In Mark Morris’s dances, people rarely pair up for life. Music, which he articulates marvelously, is a tide that casts them together and pulls them, usually unregretting, apart. During “The Hour for Thee and Me,” the first song in Morris’s Stephen Foster suite Somebody’s Coming to See Me Tonight, every few seconds a newcomer rushes in to replace one of the partners in an ongoing duet. In the title song, three men queue up at one side of the stage to catch friends who rush into these brief encounters and dash off again: friendship as waves—ebbing but always flowing back. In this sweetly dreamy 1995 work, the only two who dance together for a while (June Omura and Craig Biesecker on opening night) are aware that fate is separating them; Foster drew the words to “Wilt Thou Be Gone, Love?” (limpidly sung by Eileen Clark and Gregory Purnhagen) from Romeo and Juliet’s morning argument.

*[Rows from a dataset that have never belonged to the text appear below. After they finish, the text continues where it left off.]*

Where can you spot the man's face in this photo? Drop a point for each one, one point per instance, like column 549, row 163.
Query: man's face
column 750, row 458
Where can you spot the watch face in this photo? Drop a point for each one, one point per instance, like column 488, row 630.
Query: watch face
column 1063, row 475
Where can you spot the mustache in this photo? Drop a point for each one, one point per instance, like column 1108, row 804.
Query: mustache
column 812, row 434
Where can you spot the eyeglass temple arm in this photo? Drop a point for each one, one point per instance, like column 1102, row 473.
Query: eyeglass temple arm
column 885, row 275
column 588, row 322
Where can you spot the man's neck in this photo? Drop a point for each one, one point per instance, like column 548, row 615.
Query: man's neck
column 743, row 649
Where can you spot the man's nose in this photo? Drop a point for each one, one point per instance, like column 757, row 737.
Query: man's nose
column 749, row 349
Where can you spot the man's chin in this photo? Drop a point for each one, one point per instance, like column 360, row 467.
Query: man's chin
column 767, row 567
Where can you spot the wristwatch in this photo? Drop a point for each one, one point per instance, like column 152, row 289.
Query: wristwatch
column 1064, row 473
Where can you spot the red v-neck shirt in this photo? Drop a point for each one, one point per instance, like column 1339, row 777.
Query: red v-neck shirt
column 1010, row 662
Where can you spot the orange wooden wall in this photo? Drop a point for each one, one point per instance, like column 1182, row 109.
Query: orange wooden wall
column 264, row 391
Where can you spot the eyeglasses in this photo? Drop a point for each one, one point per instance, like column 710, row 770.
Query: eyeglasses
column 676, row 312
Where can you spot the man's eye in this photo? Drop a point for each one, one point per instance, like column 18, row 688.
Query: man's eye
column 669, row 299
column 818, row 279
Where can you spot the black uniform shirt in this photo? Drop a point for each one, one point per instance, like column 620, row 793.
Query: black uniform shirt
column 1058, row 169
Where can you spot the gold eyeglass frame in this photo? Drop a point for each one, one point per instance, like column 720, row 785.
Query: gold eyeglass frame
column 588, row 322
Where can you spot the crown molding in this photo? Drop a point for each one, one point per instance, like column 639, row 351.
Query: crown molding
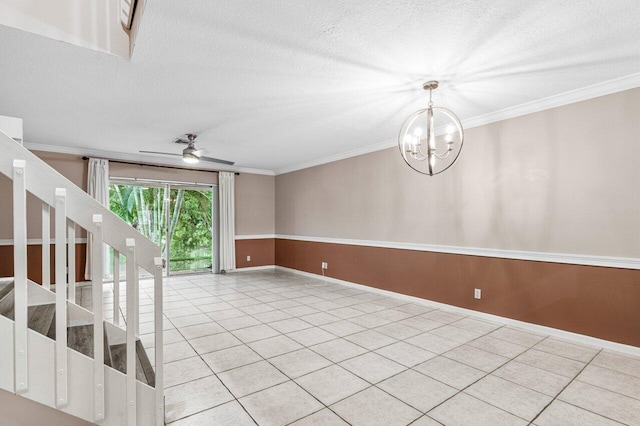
column 585, row 93
column 144, row 159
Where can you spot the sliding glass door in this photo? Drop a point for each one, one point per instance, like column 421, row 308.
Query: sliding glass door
column 177, row 217
column 190, row 229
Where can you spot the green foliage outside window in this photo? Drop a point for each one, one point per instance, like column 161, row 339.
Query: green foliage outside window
column 190, row 220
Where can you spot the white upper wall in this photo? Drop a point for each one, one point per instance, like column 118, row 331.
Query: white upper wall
column 12, row 127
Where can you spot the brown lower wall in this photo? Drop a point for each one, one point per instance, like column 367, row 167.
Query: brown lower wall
column 594, row 301
column 262, row 252
column 34, row 262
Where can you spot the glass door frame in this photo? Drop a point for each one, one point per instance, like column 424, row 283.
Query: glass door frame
column 167, row 185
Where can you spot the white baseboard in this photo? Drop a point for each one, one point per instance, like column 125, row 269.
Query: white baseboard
column 535, row 328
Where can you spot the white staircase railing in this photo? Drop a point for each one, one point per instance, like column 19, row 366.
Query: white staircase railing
column 73, row 207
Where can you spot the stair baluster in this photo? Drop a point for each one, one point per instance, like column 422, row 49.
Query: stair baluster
column 34, row 325
column 159, row 337
column 98, row 325
column 20, row 275
column 46, row 245
column 60, row 224
column 132, row 279
column 116, row 287
column 71, row 260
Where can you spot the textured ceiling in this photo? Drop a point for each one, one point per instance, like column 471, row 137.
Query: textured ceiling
column 274, row 85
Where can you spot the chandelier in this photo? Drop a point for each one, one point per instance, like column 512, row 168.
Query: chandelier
column 431, row 139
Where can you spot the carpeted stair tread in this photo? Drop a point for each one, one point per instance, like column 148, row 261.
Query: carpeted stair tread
column 6, row 305
column 40, row 317
column 143, row 366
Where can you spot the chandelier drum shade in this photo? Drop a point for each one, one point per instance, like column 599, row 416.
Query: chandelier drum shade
column 431, row 139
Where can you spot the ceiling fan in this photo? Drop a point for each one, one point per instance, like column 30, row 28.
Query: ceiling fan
column 190, row 154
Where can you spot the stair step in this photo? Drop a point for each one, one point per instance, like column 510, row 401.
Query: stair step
column 6, row 304
column 145, row 364
column 80, row 338
column 40, row 318
column 5, row 288
column 144, row 370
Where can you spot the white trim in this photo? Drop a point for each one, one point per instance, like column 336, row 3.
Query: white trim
column 535, row 328
column 35, row 241
column 251, row 268
column 585, row 93
column 573, row 259
column 255, row 237
column 148, row 159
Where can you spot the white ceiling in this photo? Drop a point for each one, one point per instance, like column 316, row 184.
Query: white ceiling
column 275, row 85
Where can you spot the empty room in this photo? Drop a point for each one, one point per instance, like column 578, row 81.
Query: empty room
column 369, row 212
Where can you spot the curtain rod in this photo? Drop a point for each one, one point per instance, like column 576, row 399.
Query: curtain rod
column 85, row 158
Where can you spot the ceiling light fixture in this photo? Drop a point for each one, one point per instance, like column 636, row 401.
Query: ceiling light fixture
column 189, row 155
column 431, row 139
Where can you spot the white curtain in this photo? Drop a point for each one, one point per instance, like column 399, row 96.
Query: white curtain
column 98, row 188
column 226, row 189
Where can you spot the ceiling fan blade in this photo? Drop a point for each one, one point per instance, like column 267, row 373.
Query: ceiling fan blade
column 162, row 153
column 210, row 159
column 216, row 160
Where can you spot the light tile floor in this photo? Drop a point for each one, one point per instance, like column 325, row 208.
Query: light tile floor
column 275, row 348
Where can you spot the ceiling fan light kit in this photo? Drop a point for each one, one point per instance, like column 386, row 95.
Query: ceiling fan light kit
column 190, row 154
column 431, row 139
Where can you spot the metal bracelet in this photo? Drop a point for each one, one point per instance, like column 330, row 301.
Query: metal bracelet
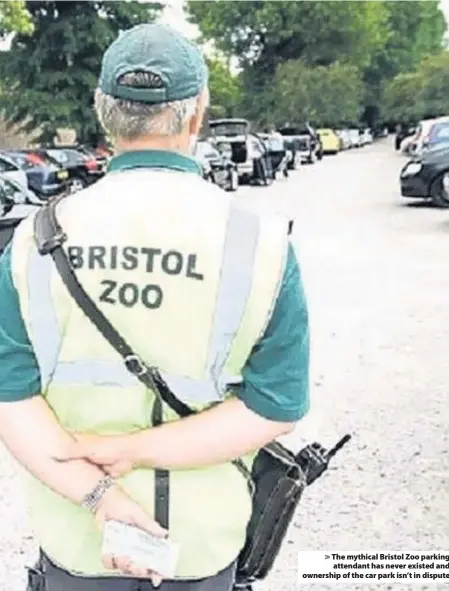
column 93, row 499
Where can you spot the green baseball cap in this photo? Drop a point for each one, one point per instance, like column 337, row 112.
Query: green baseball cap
column 178, row 66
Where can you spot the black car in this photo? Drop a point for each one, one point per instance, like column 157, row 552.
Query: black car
column 427, row 176
column 402, row 131
column 216, row 163
column 83, row 167
column 46, row 178
column 16, row 203
column 306, row 141
column 277, row 153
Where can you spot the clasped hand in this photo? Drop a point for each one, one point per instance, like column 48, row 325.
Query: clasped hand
column 109, row 452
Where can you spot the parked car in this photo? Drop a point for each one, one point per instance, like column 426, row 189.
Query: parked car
column 307, row 141
column 11, row 170
column 96, row 158
column 248, row 151
column 354, row 137
column 329, row 140
column 426, row 176
column 413, row 144
column 436, row 134
column 345, row 140
column 16, row 203
column 217, row 164
column 277, row 152
column 293, row 155
column 403, row 132
column 83, row 167
column 367, row 136
column 46, row 178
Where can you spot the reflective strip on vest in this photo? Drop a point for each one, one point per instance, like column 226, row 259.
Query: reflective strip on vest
column 235, row 284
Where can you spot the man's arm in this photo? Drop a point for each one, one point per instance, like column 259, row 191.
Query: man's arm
column 272, row 398
column 28, row 427
column 34, row 436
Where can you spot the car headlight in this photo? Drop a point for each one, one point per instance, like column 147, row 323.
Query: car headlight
column 412, row 168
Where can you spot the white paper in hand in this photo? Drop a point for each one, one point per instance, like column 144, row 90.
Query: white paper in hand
column 159, row 555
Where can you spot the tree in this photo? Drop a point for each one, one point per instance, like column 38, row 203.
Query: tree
column 225, row 89
column 402, row 98
column 307, row 93
column 49, row 77
column 422, row 94
column 414, row 30
column 15, row 18
column 263, row 35
column 434, row 94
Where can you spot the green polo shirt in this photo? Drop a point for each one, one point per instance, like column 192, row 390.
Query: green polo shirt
column 276, row 377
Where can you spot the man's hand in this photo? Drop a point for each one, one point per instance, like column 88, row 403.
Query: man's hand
column 220, row 434
column 107, row 451
column 116, row 505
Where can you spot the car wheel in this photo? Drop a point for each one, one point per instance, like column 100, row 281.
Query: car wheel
column 77, row 184
column 439, row 192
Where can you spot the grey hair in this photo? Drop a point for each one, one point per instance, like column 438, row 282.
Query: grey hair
column 131, row 120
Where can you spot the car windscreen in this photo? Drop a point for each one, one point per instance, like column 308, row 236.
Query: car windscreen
column 300, row 130
column 440, row 132
column 229, row 129
column 205, row 150
column 21, row 161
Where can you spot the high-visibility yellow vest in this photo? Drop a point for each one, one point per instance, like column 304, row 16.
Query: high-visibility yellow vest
column 190, row 278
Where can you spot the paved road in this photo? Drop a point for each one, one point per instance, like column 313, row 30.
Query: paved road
column 376, row 275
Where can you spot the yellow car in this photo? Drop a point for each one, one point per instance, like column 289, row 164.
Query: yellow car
column 329, row 140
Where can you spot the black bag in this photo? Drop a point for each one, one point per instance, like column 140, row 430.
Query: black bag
column 278, row 477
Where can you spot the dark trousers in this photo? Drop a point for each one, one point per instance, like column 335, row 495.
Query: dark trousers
column 57, row 579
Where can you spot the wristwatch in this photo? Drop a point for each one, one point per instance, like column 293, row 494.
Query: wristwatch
column 93, row 499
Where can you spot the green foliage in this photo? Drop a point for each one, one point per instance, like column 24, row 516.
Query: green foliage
column 324, row 95
column 316, row 31
column 49, row 77
column 421, row 94
column 378, row 39
column 414, row 31
column 14, row 17
column 225, row 90
column 402, row 101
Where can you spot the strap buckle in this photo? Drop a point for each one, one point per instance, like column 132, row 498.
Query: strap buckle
column 49, row 245
column 135, row 365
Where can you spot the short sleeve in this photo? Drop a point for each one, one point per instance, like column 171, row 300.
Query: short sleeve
column 276, row 376
column 19, row 371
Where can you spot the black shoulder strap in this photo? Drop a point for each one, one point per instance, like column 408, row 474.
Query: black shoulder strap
column 49, row 238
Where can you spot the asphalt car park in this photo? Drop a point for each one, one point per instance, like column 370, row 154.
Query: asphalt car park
column 375, row 274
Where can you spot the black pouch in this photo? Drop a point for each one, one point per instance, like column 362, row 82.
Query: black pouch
column 36, row 577
column 279, row 482
column 278, row 477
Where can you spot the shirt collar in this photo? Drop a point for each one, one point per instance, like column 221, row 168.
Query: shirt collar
column 153, row 159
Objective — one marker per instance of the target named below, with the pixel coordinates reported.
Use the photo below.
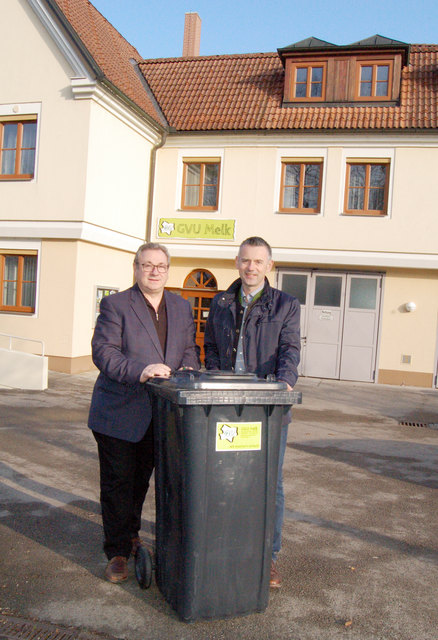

At the end of Somebody’s Coming, everyone reprises and exchanges themes from all the songs—as if the tender feelings and steps were communal property. And at one point in the big, muscular 1997 Rhymes With Silver, to Lou Harrison’s fine score, Omura and Joe Bowie (looking especially vivid these days) are ballroom dancing when women and men add on behind them to form one giant couple.
In Morris’s new Rock of Ages, set to the ecstatic adagio from Schubert’s Piano Trio in E-flat, the four dancers (and the male-female ratio) are different at each performance and the pairings are fluid; the four (David Leventhal and Julie Worden, Bowie and Amber Darragh on opening night) share steps, thread through one another’s duets, change partners. And all are dressed alike (by Katherine McDowell) in black pants and dark-green velvet tops. In accord with Schubert, Morris contrasts romantic enigma—Darragh on her belly jerking upward in a slight spasm, Leventhal suddenly falling—with hortatory boldness: people sailing into aerial turns with one leg flaring out to the side like a banner.
The partners in the very funny From Old Seville are compelled to dance together despite their differences. Lauren Grant is drinking at a little makeshift bar tended by John Heginbotham when Morris walks purposefully and rather grimly in. The two toss back shots, and when a recorded song by Manuel Requiebros starts up, they embark on a fierce Sevillanas, castanets and all. Each time a copla ends, they return to the bar. Once, Morris leaves the tireless Grant early; once, as he rejoins her, he sighs as if to say, “Won’t this woman ever stop?” They’re a great pair: tiny Grant powerful and matter-of-fact, and the bulky Morris heated to increasing flamboyance.
Morris’s inspired gestures are often so simple that they might even seem trite if they didn’t respond so perfectly to the scores. The music-dance pairing is the single most enduring union in his work, and the result can exalt you or move you to tears. The gifted singers and instrumentalists (including stellar cellist Wolfram Koessel and pianist Steven Beck) were as vital a part of Morris’s exhilarating BAM season as the magnificent dancers.
If David Neumann is everyman, then everyman is one smart dude of a choreographer. Alone onstage near the beginning of his tough, the tough, he responds with subtle comedic timing to such words as “It will come down to this: Mankind is standing around.” Will Eno’s text, recited by DJ Mendel’s disembodied voice, dogs Neumann a/k/a Steve as he drops something and peers down (“See Steven looking everywhere”).
This guy is not alone in his humdrum life. Did I say humdrum? Outfitted in black jumpsuits with touches of red, Kimiye Corwin, Taryn Griggs, Karinne Keithley, Erin Wilson, Chris Yon, and Neumann deconstruct what might be each one’s any old day with terrific flair, while Hal Hartley’s score peppers them with suitably ironic sounds and music. Their activities include dancing casually but elegantly performed; small, precise pantomimes; and wacky “jobs.” Corwin whistles while throwing her stiff arms vigorously around; pushing her bangs up becomes a compulsive act. Meetings aren’t always cordial. Griggs lays Yon out and sits on him; they fight like tots, wincing and slapping at the air between them. Corwin touches Wilson’s shoulder and is rebuffed; their struggle morphs into a rapid pattern that ends the dance as a small amount of sparkling glitter falls.
Yon is the patsy, Buster Keaton-droll as he toddles on and off, peeking at the women from behind pillars. In a routine worthy of the Marx Brothers, he and Neumann march fiercely toward each other and—oops!—pass on by, as they try to figure out which territory is whose to claim. Their duet also includes goofy maneuvers and silly runs. At one point unseen people up on the balcony race about heavy-footed and rain marbles onto the dancefloor; Yon can’t keep up with what are supposed to be his sound effects. Neumann has arranged the not-so-mundane material with a skilled eye for surprising contrasts and rhythmic kick. As the beguiling dancers gallop and stumble through their activities, individuality beats routine to a standstill.